[Date Prev][Date Next][Thread Prev][Thread Next][Date Index][Thread Index]
Re: Tanween variants and Unicode
- To: General Arabization Discussion <general at arabeyes dot org>
- Subject: Re: Tanween variants and Unicode
- From: Meor Ridzuan Meor Yahaya <meor dot ridzuan at gmail dot com>
- Date: Fri, 26 Aug 2005 11:11:58 +0800
- Domainkey-signature: a=rsa-sha1; q=dns; c=nofws; s=beta; d=gmail.com; h=received:message-id:date:from:to:subject:in-reply-to:mime-version:content-type:content-transfer-encoding:content-disposition:references; b=HKwyIfF8Mkjcal0eS/ha4b+WJycCfe/n4+nPGNELkJ7j+aZUNlXqRrrWG91qEEwkz4Dcjg+pzI195u5sgHIq0txTbBcBVi2HYTezK+GZQotgbejLluUjN2SCn2916Auv20+iTnDW5WWg6eQ612Z7ilKL6paFnz5pd53hf1t4b20=
So, seems like my timezone is totally different from the rest ...
Just to clarify, the use of small letters in Madinah Mushaf is
different from what is used by others. You can see at
http://www.quranpak.com/sample1.htm . The Superscript/small alef is
used to denote the "A" sound of 2 harakat, without the fatha. Take the
word "ala" , in the sample in spelled out as "ain fatha lam
superscriptalef alefmaksura", whereby in Madinah mushaf, "ain fatha
lam fatha alefmaksura superscriptalef". So, the superscript alef in
Madinah Mushaf is not really a supersciptalef, it is small alef. So,
in Madinah Mushaf, the superscript/small waw in sura 17, aya7 is
actually have the same function as other small waw at the end of word,
it is just that the "missing" waw for that word occured in the middle
of the word.
Unicode support for these character/symbol is very confusing at best.
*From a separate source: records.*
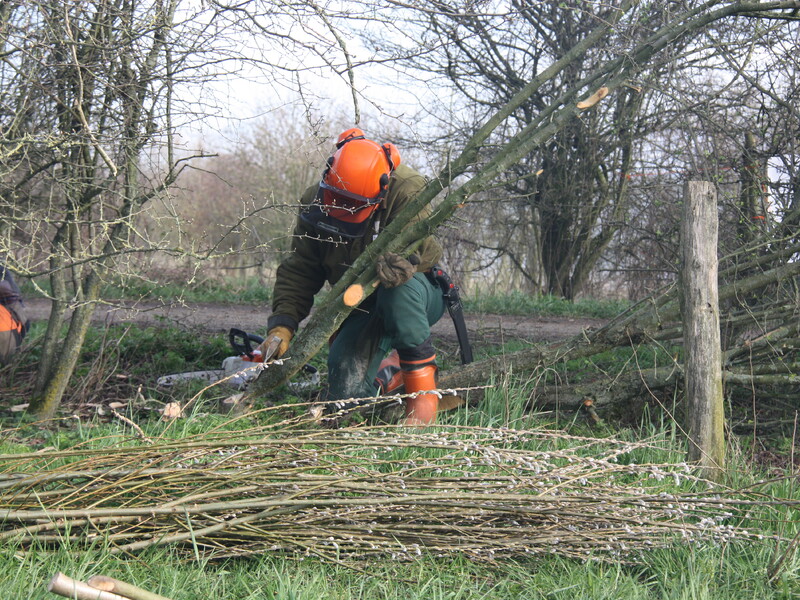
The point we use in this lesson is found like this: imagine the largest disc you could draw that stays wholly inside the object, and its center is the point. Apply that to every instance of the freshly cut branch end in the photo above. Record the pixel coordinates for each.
(593, 99)
(355, 294)
(65, 586)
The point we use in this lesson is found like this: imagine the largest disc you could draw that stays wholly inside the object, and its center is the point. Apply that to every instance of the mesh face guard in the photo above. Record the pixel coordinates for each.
(348, 206)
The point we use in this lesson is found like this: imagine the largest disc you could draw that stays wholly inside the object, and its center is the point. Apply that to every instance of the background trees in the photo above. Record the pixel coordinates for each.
(96, 96)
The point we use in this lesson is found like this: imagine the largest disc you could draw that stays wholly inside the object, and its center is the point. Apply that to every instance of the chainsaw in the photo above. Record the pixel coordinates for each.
(242, 368)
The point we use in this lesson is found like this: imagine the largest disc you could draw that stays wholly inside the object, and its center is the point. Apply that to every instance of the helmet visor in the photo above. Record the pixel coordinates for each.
(347, 206)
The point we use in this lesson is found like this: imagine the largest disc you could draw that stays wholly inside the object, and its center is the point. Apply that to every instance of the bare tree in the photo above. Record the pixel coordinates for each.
(89, 111)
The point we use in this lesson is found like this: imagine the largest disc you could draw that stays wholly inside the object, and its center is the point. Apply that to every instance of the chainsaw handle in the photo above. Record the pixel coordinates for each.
(240, 341)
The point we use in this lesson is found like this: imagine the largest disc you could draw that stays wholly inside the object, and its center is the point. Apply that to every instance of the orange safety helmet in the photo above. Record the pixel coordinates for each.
(357, 177)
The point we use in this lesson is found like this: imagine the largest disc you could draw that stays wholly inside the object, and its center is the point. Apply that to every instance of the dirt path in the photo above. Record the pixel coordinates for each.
(219, 318)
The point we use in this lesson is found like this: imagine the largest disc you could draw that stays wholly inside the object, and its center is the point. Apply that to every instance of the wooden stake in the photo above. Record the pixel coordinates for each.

For the small waw, they only have small waw, not superscript waw. For
the small yeh, they have both, the spacing glyph and the superscript
one. And the worst the the alef, named as superscript alef, but
described as a vowel mark, so I myself have no idea what it means, or
it what it suppose to represent. Take the SIL font for example, they
have the small waw as a non spacing glyph, contrary to Unicode
description. This is just one example how misleading the document
really is.
So, if you ask me, the best is for unicode to either change the
glyph/character property as propsed by Yousif, or add few more
codepoints for the "missing" glyph. Second approach probably can be
adopted faster.
And about the tanween/assimilated tanween, well Mete, I can tell you
that the only standard technology today that can support it is
Opentype. True, opentype support is available on Microsoft platform,
Linux, OS X, and maybe some other platform, but I think it is not
enough. First, opentype support for those platform are still
"problematic". If you look at gnome bugzilla, pango did some
workaround to make it compatible with uniscribe, but have to deviate
from the standard document. Also, tools to produce opentype font are
not widely available. The only good tool that I know is MS VOLT. Even
that, I personally thinks that MS VOLT is a buggy software, and I do
have proofs for it. The other tool is fontlab. Try creating GSUB and
GPOS table with fontlab, and I think you will go crazy. Maybe Gregg
know better.
Another important thing about technology: Pocket PC 2003 does not have
full opentype support. I'm not sure about palm, but I doubt it has.
So, we can't display the text on those platform. I think these
platform is very important for displaying the Quran, since it is the
most convenient for all. ( I really would like to get one specifically
for reading the Quran).
On side note, I've just started to understand how Visual Truetype
works (sort of). My problem was I started with arabic font, but all of
the documentation/samples/terminology are very tailored to latin font.
Yesterday I decided to use Bitstream Vera font, remove the hint, and
start hinting the font by going thru the document. I finally
understand something!! However, I'm still not sure how I can apply
those concept / method to arabic font. I'm thinking of using bitstream
font and merge it with my font to get a complete font. The license
seems to permit such modification, but not sure the implication of
doing that.
Regards.
On 8/26/05, Mete Kural <metek at touchtonecorp dot com> wrote:
> Hello Nadim,
>
> I think I didn't communicate myself efficiently. I am not proposing that we should use a <tanween+modifier> sequence for tanween with small meem and assimilated tanween just to save the hassle of proposing six extra new codepoints to Unicode (although it would truly be quite a hassle to try to propose six new codepoints). It is because using a <tanween+modifier> sequence preserves the text's graphemic integrity better and results in a cleaner encoding. A fathatan is a fathatan, regardless of whether its pronounciation changes slightly. An assimilated fathatan or a fathatan with small meem is still a fathatan, in fact it is just as much fathatan as any other fathatan. For hundreds of years all of these fathatans were written the same exact way. In more recent times scribes have decided to write these two kinds of fathatans slightly differently to cue the un-educated reciter to pronounce correctly. For that reason the logical way to encode this is the <fathatan+modifier> sequen
> ce in order to preserve the fathatan codepoint. Using a seperate codepoint will break this graphemic integrity.
>
> In Unicode Arabic there are several instances where certain codepoints break this kind of graphemic integrity. Some of these were added because that was the way it was in legacy Arabic codeblocks that were prepared a long time ago by corporations that wanted to localize their software into Arabic the cheapest and quickest way. Not much scholarly advice was sought. Your argument is that we can compromise from the graphemic integrity yet another time in order to allow legacy font technologies to render these tanween variants. My opinion is that it is better not to introduce yet another blunder into Unicode Arabic in order to support the legacy. We have different biases. Your bias is towards legacy support, my bias is towards graphemic integrity. This analysis doesn't resolve our differences but at least we can identify them better.
>
> Kind regards,
> Mete
>